English barrister and rower

John Haviland Dashwood Goldie (18 March 1849 - 12 April 1896) was an English rower, and barrister. He was the Cambridge University Boat Club President between 1870 and 1872, won the Colquhoun Sculls in 1870 and captained Leander Club between 1873 and 1876. He was known by his middle name of "Dashwood" by his family and close friends.

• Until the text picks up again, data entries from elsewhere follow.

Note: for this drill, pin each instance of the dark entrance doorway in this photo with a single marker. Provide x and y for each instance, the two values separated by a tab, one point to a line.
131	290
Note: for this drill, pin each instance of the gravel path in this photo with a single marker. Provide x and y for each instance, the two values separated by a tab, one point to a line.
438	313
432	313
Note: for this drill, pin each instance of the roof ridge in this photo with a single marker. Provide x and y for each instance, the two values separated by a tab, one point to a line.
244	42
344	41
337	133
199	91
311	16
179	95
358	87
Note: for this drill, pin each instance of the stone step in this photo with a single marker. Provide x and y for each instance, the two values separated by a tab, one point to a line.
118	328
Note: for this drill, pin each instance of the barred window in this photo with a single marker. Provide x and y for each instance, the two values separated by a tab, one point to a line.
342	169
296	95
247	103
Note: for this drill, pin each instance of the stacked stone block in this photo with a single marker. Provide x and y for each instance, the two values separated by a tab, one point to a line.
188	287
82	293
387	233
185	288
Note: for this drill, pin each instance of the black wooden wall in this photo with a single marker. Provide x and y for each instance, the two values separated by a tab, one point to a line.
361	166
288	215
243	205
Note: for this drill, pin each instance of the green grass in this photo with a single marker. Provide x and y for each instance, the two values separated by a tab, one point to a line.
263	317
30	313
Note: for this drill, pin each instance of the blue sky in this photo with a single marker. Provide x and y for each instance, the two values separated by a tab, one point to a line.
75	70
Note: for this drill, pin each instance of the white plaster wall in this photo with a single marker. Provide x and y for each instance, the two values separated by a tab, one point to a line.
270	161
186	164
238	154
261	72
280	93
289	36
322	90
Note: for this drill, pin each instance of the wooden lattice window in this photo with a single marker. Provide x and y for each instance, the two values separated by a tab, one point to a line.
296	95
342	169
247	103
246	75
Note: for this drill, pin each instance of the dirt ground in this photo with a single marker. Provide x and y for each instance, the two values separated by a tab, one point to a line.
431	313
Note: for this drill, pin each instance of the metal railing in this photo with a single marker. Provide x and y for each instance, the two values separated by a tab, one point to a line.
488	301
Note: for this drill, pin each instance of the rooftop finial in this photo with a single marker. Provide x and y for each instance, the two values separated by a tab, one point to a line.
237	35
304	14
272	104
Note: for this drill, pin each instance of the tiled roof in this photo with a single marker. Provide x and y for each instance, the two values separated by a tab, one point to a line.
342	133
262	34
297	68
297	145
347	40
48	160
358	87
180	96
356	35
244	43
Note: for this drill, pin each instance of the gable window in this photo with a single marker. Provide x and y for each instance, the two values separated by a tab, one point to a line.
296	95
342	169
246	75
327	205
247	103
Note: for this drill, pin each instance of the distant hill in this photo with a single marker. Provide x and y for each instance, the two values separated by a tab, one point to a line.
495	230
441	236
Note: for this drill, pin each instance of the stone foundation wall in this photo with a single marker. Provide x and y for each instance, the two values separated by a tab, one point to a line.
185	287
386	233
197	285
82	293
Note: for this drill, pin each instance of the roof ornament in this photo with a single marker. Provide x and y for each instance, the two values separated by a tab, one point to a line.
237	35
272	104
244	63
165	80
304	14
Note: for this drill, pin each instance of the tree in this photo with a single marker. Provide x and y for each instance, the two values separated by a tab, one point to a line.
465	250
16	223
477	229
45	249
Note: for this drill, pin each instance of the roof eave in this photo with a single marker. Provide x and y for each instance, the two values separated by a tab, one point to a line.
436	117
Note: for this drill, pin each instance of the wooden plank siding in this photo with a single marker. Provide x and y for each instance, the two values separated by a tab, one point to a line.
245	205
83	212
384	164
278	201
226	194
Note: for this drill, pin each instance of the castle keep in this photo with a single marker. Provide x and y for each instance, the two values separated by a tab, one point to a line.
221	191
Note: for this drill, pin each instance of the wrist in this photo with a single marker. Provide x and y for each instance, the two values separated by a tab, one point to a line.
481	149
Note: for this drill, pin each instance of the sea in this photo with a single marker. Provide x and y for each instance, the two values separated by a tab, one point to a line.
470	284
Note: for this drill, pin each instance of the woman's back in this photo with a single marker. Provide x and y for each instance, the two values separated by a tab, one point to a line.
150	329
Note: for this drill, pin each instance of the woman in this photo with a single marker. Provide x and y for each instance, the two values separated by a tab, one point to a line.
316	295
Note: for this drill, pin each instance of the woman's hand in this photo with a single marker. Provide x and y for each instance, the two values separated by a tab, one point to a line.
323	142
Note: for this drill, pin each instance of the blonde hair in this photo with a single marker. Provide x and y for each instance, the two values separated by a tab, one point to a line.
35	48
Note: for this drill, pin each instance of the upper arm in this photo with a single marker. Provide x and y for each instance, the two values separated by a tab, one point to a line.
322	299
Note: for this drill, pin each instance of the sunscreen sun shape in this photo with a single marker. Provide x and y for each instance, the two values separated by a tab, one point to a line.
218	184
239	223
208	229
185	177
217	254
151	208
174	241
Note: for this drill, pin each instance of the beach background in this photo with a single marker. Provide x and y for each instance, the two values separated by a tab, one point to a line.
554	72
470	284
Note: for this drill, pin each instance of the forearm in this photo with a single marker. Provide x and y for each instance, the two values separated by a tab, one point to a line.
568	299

Goldie was the son of Rev. Charles Dashwood Goldie, vicar of St Ives, Cambridgeshire for twenty years. He was educated at Eton and St John's College, Cambridge. Goldie was treasurer of the Pitt Club at Cambridge. He became a barrister.

Goldie captained St Ives Rowing Club in 1869 and won the Colquhoun Sculls in 1870. He stroked the Cambridge crew in the Boat Race in the 1869, 1870, 1871 and 1872 races. Cambridge's victory in 1870 ended Oxford's nine consecutive years of victories and Cambridge won again in 1871 and 1872. He captained Leander from 1873 to 1876 and stroked Leander when they won the Grand Challenge Cup in 1875. He went on to serve as the Leander treasurer from 1882 to 1895. He also umpired at Henley Royal Regatta.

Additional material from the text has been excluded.